Other posts

# Branch Prediction 13 Jan

#processor design #cache #book 2024

I have always been passionate about how the CPU (Central Processing Unit, aka processor) works internally. However, the state-of-the-art knowledge of how the CPU works internally is a well-guarded secret. Each of the well-known CPU brands, like Intel, AMD, and recently Apple, has some secret sauce, or internal implementation, to be precise, of how it all works internally. It is not “just a CPU”; multiple independent units form a CPU. These independent units are, for example, cache, buses, branch prediction unit, data flow prediction, register array, execution unit, fetching unit, decoding unit, and many more!

<a href="https://devsday.ru/news/details/310220">X-Ray of the AMD CPU</a> — Figure 1: X-Ray of the AMD CPU

For the programmer, how the CPU operates internally is often not crucial because the CPU exposes a certain API, and that is how the programmer can interact with it.
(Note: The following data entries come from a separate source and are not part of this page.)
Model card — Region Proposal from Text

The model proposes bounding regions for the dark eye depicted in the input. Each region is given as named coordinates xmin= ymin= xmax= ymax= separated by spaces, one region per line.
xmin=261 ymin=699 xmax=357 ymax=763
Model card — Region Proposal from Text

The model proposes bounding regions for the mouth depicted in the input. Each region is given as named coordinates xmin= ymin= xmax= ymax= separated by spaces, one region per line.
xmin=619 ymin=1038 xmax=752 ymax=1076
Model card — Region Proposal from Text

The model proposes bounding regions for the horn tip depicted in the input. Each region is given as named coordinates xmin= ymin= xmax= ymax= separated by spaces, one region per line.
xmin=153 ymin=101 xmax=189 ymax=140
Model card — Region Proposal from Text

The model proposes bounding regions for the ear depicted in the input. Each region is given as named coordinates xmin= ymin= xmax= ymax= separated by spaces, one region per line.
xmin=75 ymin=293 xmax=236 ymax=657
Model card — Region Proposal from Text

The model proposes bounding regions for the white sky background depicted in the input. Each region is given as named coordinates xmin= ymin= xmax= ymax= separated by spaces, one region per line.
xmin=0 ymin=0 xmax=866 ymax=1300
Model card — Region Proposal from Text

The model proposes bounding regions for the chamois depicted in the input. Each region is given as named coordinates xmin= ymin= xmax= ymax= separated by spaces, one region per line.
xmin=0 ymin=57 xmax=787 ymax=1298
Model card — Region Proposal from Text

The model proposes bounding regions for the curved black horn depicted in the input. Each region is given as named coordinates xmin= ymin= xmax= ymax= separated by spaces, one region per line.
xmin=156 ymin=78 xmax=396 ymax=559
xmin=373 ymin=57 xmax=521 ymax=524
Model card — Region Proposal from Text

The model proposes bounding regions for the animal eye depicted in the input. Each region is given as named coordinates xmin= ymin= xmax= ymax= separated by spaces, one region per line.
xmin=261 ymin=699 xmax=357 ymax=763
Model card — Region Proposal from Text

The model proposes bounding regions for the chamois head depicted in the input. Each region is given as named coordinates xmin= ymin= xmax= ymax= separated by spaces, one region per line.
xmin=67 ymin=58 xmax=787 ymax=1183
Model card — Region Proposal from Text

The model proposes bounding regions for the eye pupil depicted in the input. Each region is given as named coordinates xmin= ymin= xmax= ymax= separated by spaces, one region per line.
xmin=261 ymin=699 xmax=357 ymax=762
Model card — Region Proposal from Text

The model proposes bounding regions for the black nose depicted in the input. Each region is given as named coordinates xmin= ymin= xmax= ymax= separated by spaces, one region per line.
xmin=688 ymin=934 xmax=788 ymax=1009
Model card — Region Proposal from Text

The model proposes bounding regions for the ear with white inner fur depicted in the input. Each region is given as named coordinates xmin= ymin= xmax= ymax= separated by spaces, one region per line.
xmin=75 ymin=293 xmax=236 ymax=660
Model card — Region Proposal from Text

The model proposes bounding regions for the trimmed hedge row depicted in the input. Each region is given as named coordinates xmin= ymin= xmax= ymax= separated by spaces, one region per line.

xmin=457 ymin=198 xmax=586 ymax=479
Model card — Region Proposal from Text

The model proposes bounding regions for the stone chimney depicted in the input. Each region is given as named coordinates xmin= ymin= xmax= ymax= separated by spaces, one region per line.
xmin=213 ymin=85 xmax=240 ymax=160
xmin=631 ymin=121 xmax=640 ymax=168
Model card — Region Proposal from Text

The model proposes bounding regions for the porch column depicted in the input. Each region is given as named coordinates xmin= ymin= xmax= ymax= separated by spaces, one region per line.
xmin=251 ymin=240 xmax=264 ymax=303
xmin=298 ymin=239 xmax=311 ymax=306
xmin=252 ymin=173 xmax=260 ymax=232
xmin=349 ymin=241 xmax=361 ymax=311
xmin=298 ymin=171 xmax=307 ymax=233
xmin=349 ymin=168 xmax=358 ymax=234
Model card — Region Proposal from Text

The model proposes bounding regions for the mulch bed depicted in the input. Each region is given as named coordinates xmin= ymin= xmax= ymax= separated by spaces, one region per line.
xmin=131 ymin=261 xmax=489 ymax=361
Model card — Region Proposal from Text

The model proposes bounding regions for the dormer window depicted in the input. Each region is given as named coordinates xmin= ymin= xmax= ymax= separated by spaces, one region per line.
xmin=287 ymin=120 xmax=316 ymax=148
The programmer, in most of the cases, does not need to know how the pipelining, out-of-order execution, data flow optimization, or other prediction work to make the application work correctly. It is the CPU’s work to execute the instructions correctly. The programmer’s responsibility is just to uphold the API of the CPU (or architecture, to be specific) so the CPU can make correct assumptions.

I stumbled upon a really great book, Modern Processor Design, by John Paul Shen and Mikko H. Lipasti. And it summarizes all the secret sauce that was implemented into the processors around the 00s. Yes, it is over 20 years old (as of the day of the writing this), and current CPU “implementations” will definitely include better algorithms, but we can take a glimpse of how the CPU designers were thinking back in the day. But keep in mind that we can only speculate whether the mentioned algorithms are still present or were replaced by something else, but still, they lay down the necessary foundations.

## What is branch prediction?

Branch prediction is an optimization technique that can speed up instruction execution. CPU on the input has a sequence of instructions, where the CPU iterates over them one by one. Now imagine code that contains branching (if statements); in this case, the CPU execution must continue only in the branch that was taken. Branch prediction tries to predict in which direction the code execution will continue without even executing that instruction! This technique is necessary in pipelined CPUs.

The following algorithms only make use of the address of the current branch and other information that is immediately available. Modern processors use a multi-cycle pipelined instruction cache, and therefore, the prediction for the next instruction must be available several cycles before the current instruction is fetched.

## Static Prediction

Static prediction techniques are used during the compilation of the program. After the program is compiled, the prediction hints are set in stone and cannot be modified without recompiling. Overall, they rely on compiler reordering of the code to speed up the execution of the program.

### Single Direction Prediction

When branching occurs, always take the branch (make the jump). It has the nice feature of not requiring modification to the Instruction Set Architecture (ISA), so it does not require special instruction to prefer a specific branch over another.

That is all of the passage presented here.